The diagnosis was pneumonia, a bag of antibiotics was pumped through the IV, prescriptions were written and personalized computer printed instructions were given and 8 hours after arriving at the PCP's office they were back at home, having been told to see the doctor the next day.

That was a pretty good plan, except that the PCP's office, though ostensibly on the same computer system as the Hospital, had no information about the ER visit.  They didn't want to see him until they had that information.  They didn't want to call and try to get the information.  She called the hospital, spoke to Medical Records, and was told the information had been faxed.  Calling the PCP's office once again, she was told that the lab records had indeed been faxed but there were no doctor's notes or plan of care and the PCP couldn't do anything so come in on Monday at 3:30.  She called Medical Records again, but after 10 minutes of listening to Tex-Mex-Muzak she hung up in frustration. 

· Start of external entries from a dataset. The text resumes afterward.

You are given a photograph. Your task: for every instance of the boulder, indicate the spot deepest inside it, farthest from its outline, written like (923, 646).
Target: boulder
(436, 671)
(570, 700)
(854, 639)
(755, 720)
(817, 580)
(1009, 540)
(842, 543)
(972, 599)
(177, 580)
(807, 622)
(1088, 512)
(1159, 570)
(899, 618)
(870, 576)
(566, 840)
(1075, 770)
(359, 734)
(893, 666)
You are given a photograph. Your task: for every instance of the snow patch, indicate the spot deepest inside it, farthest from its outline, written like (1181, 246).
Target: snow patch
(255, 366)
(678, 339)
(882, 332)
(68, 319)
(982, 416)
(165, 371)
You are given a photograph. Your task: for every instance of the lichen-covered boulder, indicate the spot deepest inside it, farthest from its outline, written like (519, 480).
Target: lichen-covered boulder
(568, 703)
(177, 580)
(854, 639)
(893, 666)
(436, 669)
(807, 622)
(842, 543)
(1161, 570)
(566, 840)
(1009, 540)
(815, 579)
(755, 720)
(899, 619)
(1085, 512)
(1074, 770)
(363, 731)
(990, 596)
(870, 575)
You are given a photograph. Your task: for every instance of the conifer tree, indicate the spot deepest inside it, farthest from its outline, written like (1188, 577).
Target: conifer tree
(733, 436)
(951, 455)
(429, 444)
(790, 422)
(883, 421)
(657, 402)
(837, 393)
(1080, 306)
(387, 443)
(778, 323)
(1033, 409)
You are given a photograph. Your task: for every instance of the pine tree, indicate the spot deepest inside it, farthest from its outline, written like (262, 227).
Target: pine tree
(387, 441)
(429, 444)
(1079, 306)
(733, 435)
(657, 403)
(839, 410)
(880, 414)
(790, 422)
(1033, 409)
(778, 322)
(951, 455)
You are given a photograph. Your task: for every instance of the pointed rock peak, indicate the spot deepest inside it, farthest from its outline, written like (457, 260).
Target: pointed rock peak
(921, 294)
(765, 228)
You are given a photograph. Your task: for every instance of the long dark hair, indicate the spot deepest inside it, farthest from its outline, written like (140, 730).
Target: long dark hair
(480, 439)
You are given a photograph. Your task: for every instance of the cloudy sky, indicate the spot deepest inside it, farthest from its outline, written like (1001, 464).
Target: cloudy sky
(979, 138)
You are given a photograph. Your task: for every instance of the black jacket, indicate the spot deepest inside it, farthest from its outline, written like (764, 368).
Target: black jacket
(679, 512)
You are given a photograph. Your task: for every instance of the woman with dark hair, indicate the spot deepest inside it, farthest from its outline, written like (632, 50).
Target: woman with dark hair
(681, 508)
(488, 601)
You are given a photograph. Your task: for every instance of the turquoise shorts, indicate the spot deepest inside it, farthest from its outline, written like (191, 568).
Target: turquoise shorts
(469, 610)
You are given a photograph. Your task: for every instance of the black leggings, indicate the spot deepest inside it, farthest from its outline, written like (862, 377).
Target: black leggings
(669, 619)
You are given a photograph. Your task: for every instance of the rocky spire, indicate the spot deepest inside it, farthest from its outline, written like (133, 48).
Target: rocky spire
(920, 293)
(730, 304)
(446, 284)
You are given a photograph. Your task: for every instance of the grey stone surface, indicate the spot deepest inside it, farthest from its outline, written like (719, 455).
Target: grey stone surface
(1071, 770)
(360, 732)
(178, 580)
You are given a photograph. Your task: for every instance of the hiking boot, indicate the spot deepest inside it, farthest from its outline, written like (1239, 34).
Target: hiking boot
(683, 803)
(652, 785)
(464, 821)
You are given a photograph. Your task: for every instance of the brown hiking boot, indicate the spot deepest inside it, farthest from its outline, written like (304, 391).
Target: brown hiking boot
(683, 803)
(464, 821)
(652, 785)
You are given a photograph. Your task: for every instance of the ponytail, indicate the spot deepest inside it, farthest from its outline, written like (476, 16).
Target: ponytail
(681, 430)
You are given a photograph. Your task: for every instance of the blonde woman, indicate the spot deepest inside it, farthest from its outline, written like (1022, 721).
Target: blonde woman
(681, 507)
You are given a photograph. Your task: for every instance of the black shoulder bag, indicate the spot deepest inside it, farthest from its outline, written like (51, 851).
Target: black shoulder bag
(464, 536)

So he waits 96 hours for an appointment which should have happened within 24 hours.  They wonder why he wasn't given a pneumonia shot at his annual physical just a few weeks prior to this event.  They don't understand how records can be so compartmentalized when all the entities share the same computer system.  They wonder about the safety and necessity and wastefulness of repeating tests... and will the insurance company pay for the duplications?  They had no real choice in the matter - how can you deny a physician when he asks if it's okay? They really didn't think it was okay, but what could they do?  They signed all the forms and paid the $150 Emergency Room Access Fee their insurance requires, and they will wait for the bills from the various departments and doctors to come in over time. 

He's recuperating and well-medicated and breathing more easily.  It was quite a day.